Dezembro é um mês difícil pra acompanhar. Ao mesmo tempo em que o ano vai se acabando, ainda tem margem pra muita coisa acontecer. E foi dentro dessa margem que o Senado Federal aprovou em plenário, em 11/12/2019, o Projeto de Lei da Câmara PLC 137/2017, que cria a Política Nacional de Economia Solidária (PNES) e o Sistema Nacional de Economia Solidária (Sinaes). O Projeto, agora, volta para a Câmara dos Deputados para análise.
A proposição original é de 2012, de autoria do deputado federal Paulo Teixeira (PT-SP) e um grupo de outros deputados, e estabelece a PNES integrada às estratégias de desenvolvimento sustentável, buscando promover o trabalho associado e cooperativado e os empreendimentos solidários autogestionários. Define, ainda, os empreendimentos beneficiários da política e prevê um cadastro nacional, além de dispor sobre ações de educação, assistência técnica e crédito subvencionado. Ainda, autoriza a criação do Fundo Nacional de Economia Solidária.
Sabe por que é importante regulamentar a economia solidária no Brasil?
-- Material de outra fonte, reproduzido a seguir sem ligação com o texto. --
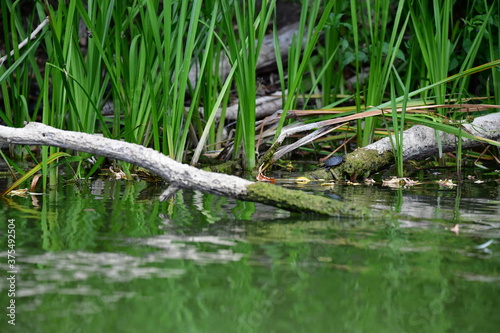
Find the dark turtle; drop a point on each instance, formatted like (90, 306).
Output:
(332, 162)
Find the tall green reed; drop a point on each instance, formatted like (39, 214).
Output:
(244, 47)
(312, 23)
(382, 47)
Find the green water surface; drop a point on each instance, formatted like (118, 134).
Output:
(107, 256)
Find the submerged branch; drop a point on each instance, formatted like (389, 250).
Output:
(178, 175)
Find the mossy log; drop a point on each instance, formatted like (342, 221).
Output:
(179, 175)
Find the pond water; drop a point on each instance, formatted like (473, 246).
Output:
(107, 256)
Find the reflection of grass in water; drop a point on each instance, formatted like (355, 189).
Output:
(139, 57)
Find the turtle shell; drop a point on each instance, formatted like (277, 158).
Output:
(333, 161)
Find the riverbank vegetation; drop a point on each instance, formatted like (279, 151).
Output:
(154, 73)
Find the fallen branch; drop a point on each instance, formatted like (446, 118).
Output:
(178, 175)
(419, 142)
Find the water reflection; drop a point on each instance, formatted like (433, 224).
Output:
(108, 257)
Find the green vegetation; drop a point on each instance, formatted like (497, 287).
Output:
(155, 66)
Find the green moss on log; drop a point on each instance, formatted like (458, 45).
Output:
(299, 201)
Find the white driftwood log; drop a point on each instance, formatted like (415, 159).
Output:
(178, 175)
(420, 141)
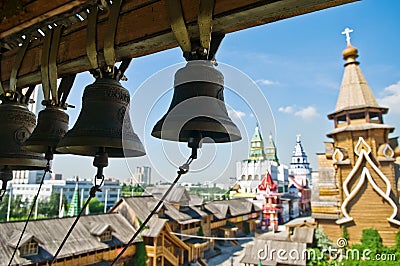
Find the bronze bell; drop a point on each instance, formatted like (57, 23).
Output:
(51, 127)
(102, 123)
(17, 123)
(197, 109)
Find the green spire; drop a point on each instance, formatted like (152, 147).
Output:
(74, 207)
(256, 146)
(271, 153)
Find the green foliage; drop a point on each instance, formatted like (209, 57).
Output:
(50, 208)
(19, 209)
(371, 239)
(140, 257)
(345, 233)
(398, 241)
(322, 240)
(3, 208)
(371, 246)
(200, 232)
(96, 206)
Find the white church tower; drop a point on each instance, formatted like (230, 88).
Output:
(300, 169)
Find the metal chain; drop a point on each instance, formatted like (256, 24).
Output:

Segundo dados da Fundação Perseu Abramo de 2017, estima-se que a força dessa economia equivalha a 3% do PIB (Produto Interno Bruto), com cerca de 30 mil empreendimentos envolvendo três milhões de pessoas. O IPEA (Instituto de Pesquisa Econômica Aplicada), em levantamento de 2016, dá conta da existência de quase 20 mil empreendimentos solidários.
De todo modo, levando em conta diferenças metodológicas nos dois levantamentos, os números são expressivos o suficiente para sabermos a importância desse setor para a economia brasileira. Tanto que tramita inclusive no legislativo a Proposta de Emenda à Constituição nº 69, de 2019, sobre a qual escrevi aqui no Conexão Planeta, que propõe incluir a economia solidária entre os princípios da ordem econômica, estabelecidos pela Constituição de 1988.
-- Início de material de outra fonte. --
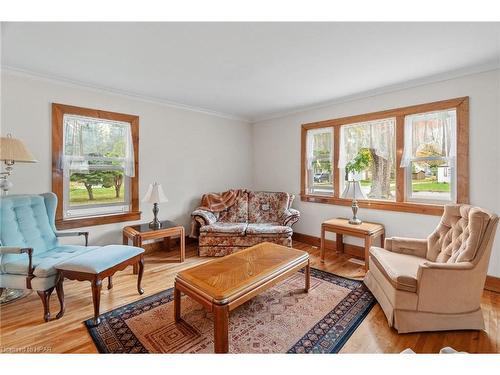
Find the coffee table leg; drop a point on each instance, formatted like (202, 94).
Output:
(322, 245)
(182, 245)
(177, 304)
(96, 299)
(221, 328)
(139, 277)
(307, 275)
(60, 295)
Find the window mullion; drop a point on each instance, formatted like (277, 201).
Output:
(335, 169)
(400, 171)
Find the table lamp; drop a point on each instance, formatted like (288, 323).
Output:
(155, 195)
(353, 191)
(12, 151)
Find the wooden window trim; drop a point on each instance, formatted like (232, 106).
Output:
(400, 204)
(58, 112)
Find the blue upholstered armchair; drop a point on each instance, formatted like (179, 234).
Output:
(29, 246)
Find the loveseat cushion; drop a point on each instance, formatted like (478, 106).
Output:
(44, 263)
(399, 269)
(238, 212)
(218, 228)
(268, 230)
(267, 207)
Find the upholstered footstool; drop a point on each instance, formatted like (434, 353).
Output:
(95, 266)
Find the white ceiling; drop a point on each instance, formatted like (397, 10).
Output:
(248, 70)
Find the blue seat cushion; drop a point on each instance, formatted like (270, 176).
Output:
(26, 222)
(45, 262)
(101, 259)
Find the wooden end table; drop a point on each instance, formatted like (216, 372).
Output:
(368, 231)
(142, 232)
(223, 284)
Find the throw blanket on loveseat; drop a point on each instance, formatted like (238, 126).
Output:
(252, 218)
(217, 202)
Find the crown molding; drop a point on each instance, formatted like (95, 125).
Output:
(123, 93)
(446, 76)
(476, 69)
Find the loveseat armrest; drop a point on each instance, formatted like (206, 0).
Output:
(291, 217)
(207, 217)
(409, 246)
(449, 287)
(21, 250)
(73, 234)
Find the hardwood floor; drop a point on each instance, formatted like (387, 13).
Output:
(22, 326)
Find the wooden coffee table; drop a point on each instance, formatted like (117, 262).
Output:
(224, 284)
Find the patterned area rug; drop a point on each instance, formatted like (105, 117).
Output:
(282, 320)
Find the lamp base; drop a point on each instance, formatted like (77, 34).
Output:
(355, 221)
(155, 224)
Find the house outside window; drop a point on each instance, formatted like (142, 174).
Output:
(415, 158)
(95, 166)
(375, 140)
(320, 161)
(429, 156)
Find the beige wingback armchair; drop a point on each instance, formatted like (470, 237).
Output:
(435, 284)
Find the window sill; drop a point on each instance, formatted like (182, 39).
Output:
(418, 208)
(97, 220)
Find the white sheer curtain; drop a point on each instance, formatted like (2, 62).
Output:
(92, 143)
(377, 135)
(436, 131)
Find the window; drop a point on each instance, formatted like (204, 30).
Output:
(95, 166)
(414, 159)
(375, 141)
(320, 161)
(429, 156)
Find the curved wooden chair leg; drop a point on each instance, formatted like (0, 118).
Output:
(60, 297)
(139, 278)
(45, 297)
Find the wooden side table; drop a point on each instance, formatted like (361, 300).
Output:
(367, 231)
(142, 232)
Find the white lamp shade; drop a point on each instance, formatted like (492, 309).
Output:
(155, 194)
(353, 191)
(15, 150)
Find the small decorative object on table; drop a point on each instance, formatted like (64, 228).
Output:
(353, 188)
(144, 232)
(155, 195)
(353, 191)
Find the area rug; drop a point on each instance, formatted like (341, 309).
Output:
(283, 319)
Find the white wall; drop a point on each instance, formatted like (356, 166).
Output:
(188, 152)
(277, 153)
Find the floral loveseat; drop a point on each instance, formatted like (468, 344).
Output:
(252, 218)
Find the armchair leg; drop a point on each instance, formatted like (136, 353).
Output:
(45, 297)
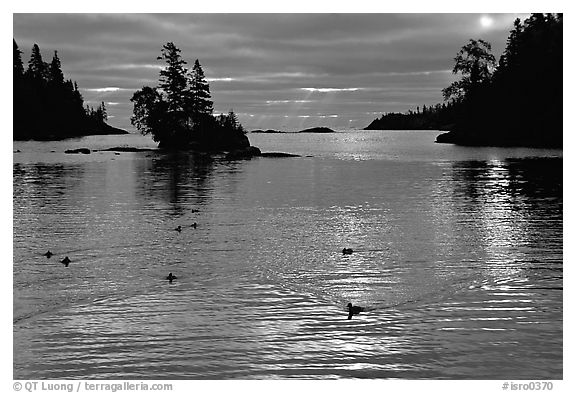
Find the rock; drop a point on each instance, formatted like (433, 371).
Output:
(247, 153)
(278, 155)
(126, 149)
(82, 150)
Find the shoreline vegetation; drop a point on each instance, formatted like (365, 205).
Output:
(313, 130)
(516, 101)
(49, 107)
(178, 113)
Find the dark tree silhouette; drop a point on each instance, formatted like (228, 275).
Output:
(18, 65)
(476, 64)
(178, 113)
(46, 106)
(515, 102)
(201, 104)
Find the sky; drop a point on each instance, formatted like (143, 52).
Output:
(280, 71)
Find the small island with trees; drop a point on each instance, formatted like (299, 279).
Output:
(49, 107)
(516, 101)
(178, 113)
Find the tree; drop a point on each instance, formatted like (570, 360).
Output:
(476, 64)
(178, 113)
(55, 71)
(37, 68)
(173, 80)
(199, 90)
(18, 66)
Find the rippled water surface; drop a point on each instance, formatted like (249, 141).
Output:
(457, 257)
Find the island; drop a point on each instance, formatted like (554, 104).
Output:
(179, 113)
(317, 130)
(515, 101)
(49, 107)
(267, 132)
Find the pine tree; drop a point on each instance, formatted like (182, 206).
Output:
(36, 66)
(18, 66)
(55, 71)
(173, 79)
(199, 90)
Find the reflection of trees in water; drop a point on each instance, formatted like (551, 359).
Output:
(41, 181)
(180, 179)
(517, 183)
(515, 201)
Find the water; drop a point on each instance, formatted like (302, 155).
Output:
(457, 256)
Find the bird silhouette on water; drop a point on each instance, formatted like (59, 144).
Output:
(171, 277)
(354, 310)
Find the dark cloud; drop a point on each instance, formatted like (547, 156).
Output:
(394, 61)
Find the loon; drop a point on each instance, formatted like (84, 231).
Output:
(171, 277)
(353, 310)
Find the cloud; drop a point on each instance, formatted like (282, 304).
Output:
(104, 89)
(329, 89)
(267, 64)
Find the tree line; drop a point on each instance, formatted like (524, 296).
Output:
(516, 101)
(178, 113)
(48, 106)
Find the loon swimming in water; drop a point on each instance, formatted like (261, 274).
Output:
(354, 310)
(171, 277)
A ordem econômica, segundo a carta magna, é fundada da valorização do trabalho humano e na livre iniciativa, com finalidades de assegurar a todos existência digna e justiça social segundo uma série de princípios, tais como como propriedade privada, função social da propriedade, livre concorrência, defesa do meio ambiente, redução de desigualdades, busca do pleno emprego, tratamento favorecido para empresas de pequeno porte etc. A intenção da PEC é que a economia solidária integre esse grupo.
Histórico no Brasil
A economia solidária como geradora de trabalho e renda, de base autogestionária e promotora da sustentabilidade já acontece como prática no Brasil desde o século XIX, mas só em meados dos anos 1990 passou a ser consolidada e institucionalizada sob esse termo. No entanto, embora seja reconhecida, essa economia não possui suporte legal.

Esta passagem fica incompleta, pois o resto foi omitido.